HK garment siblings raise Dhaka's profile
Garment manufacturing wasn't known as the 'rag trade' for nothing. The slang for mass-produced clothing hinted at the varying quality and tough conditions under which it was made.
The decline of the industry in Britain and elsewhere was met in those former powerhouses with a mixture of bitter-sweet nostalgia and relief.
Over the past 25 years, the efforts of two Hong Kong-based brothers have been banishing sweatshop conditions in Bangladesh, one of the countries where the ready-made garment industry has flourished.
At one time, many consumers would have turned a blind eye to exploitative working conditions or products from a supply chain that took a toll on people's health and the environment. Now, attitudes have changed and big clothing brands are keen to assure the market of the ethical integrity of their products. For Bangladesh, much of this is thanks to the India-born siblings (and business competitors) who run their global operations from two separate entities in Kwun Tong.
Another development welcomed by Ranjan Mahtani, CEO of Epic Group, and Sanjeev Mahtani, managing director of Must Garments, is that top executives from the likes of Wal-Mart, Gap and big European brands now see Bangladesh as an essential stopover because of the huge number of products being produced there.
'Bangladesh is noted for the flannel shirt business ... the garment industry was known as a down and dirty business. I have tried to stay away from that,' Sanjeev says. 'What we have done is take the business that was done in China into Bangladesh. That has been the key to how we have done our expansion and the value we have brought is going to grow more value.'
Alongside business acumen and efficient production, both have instigated an industrial revolution of their own in Bangladesh by pioneering vastly improved working conditions and eco-friendly manufacturing, creating opportunities for communities and families. Not only has this more than met the stringent ethical compliance now demanded by the West, it has set the benchmark for better conditions among other garment manufacturers.
By the end of this year, Ranjan hopes to have put the finishing touches to his second fully certified green factory in Bangladesh. Epic already transformed its factory in Dhaka to stringent Leadership in Energy and Environmental Design certification standards by the United States Green Building Council.
'Our flagship building was not planned as a green facility, so that was a more complicated task,' he says. 'But building one from scratch and doing it bit by bit for the evaluation is easier to get the basics right like gas generators and electronic monitors to measure carbon dioxide levels.'
Adopting ethical and eco-friendly measures is not a mere sop to corporate social responsibility. Both agree that a more content workforce makes for better production and staff retention, while energy saving and recycling lead to a more impressive balance sheet.
'Wal-Mart has really stepped up the pressure as every customer is studying what they are buying,' Ranjan says. 'Most customers have strict environmental audits. It's reached a point where we are not only trying for the compliance, we are doing it for ourselves. Doing the right thing in terms of sustainability is cost effective.'
As Bangladesh becomes a vital part of the supply chain, designers and buyers are now spending more time in Dhaka. To cater for this, Must Garments built a 30,000 sqft facility with latest laboratories, showrooms and studios.

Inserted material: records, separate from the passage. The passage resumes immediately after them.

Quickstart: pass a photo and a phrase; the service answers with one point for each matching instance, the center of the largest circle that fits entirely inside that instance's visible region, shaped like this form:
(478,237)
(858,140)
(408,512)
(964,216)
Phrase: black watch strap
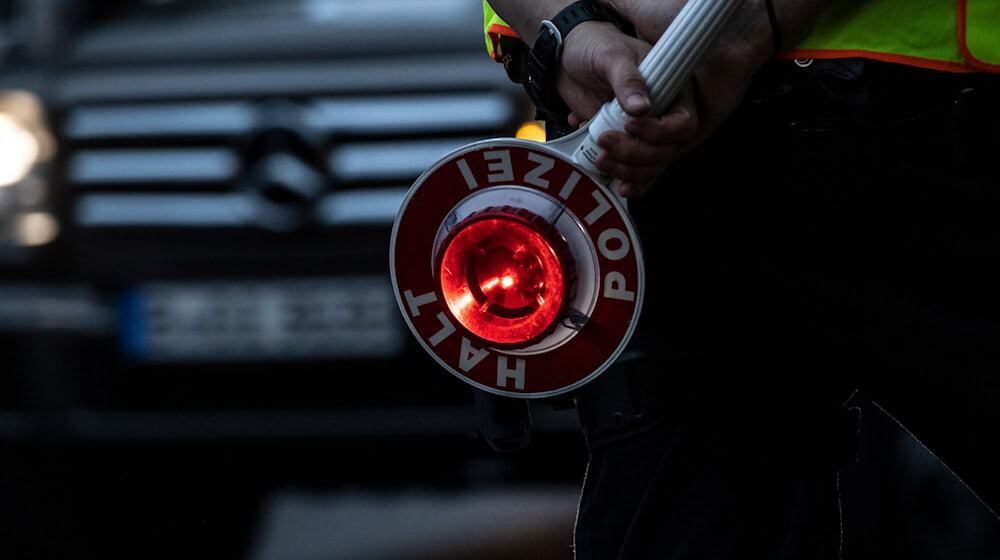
(543,59)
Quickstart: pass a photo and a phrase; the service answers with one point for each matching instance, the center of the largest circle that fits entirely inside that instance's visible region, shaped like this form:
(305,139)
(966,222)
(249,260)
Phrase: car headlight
(27,145)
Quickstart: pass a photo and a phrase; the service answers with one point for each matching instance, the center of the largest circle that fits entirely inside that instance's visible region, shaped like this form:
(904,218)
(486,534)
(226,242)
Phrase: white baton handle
(666,70)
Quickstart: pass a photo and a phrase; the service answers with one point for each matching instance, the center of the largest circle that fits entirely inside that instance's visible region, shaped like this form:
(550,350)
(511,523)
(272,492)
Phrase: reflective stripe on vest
(953,36)
(494,27)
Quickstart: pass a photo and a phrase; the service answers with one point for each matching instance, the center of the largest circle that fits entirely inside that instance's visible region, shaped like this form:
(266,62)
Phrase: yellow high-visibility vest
(494,28)
(947,35)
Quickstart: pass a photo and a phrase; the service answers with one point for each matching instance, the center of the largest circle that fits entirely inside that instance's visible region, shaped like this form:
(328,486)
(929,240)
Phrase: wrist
(750,38)
(526,16)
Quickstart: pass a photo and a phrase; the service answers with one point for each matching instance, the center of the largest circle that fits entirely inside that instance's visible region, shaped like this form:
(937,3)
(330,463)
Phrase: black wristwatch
(542,68)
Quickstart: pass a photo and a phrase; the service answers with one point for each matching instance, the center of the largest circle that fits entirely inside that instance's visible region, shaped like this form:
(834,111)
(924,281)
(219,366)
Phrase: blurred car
(195,205)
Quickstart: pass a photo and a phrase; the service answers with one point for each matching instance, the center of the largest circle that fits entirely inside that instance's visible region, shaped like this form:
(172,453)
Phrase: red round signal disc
(502,279)
(486,293)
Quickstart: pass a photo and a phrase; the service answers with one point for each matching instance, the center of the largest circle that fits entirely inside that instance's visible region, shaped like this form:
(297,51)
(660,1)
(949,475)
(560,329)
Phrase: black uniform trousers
(841,231)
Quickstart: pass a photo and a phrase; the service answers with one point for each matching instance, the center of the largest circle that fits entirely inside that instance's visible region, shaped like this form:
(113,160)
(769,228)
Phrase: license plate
(253,321)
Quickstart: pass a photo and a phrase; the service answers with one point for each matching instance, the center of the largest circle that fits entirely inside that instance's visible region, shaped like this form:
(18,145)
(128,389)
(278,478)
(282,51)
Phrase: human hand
(651,143)
(600,63)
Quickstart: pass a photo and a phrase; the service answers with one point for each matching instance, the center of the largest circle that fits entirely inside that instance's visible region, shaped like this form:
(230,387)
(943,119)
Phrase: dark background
(193,272)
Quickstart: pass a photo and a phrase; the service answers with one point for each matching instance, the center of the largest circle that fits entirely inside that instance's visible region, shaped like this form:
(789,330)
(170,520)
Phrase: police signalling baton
(515,264)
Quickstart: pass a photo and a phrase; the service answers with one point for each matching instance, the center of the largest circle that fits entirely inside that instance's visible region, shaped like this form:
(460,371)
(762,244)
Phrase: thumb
(627,83)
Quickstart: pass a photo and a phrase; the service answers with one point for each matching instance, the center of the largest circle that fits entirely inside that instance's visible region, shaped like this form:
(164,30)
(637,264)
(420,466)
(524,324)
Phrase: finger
(678,125)
(622,71)
(628,173)
(633,151)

'The European businesses are now moving more specialists to Bangladesh for almost everything in garments,' Sanjeev says. 'Designs can be thrashed out on the spot and buyers can see their samples up close without travelling the extra journey to Hong Kong.'
Must's design facility and Epic's green factory could well be the last the brothers build in Dhaka's Enterprise Processing Zones for a while. The pace of growth in Bangladesh has seen a rise in the capital's population, traffic problems and barely any room for more construction.
That is why Sanjeev is planning satellite factories north of the River Brahmaputra so his workers from there have the choice of being nearer their families. Commodity price inflation has been another concern, but one which they believe can work in Bangladesh's favour as manufacturers seek competitive sourcing. The doubling of cotton prices has prompted Epic to make its next big investment: its own weaving of fabrics and dyeing facilities.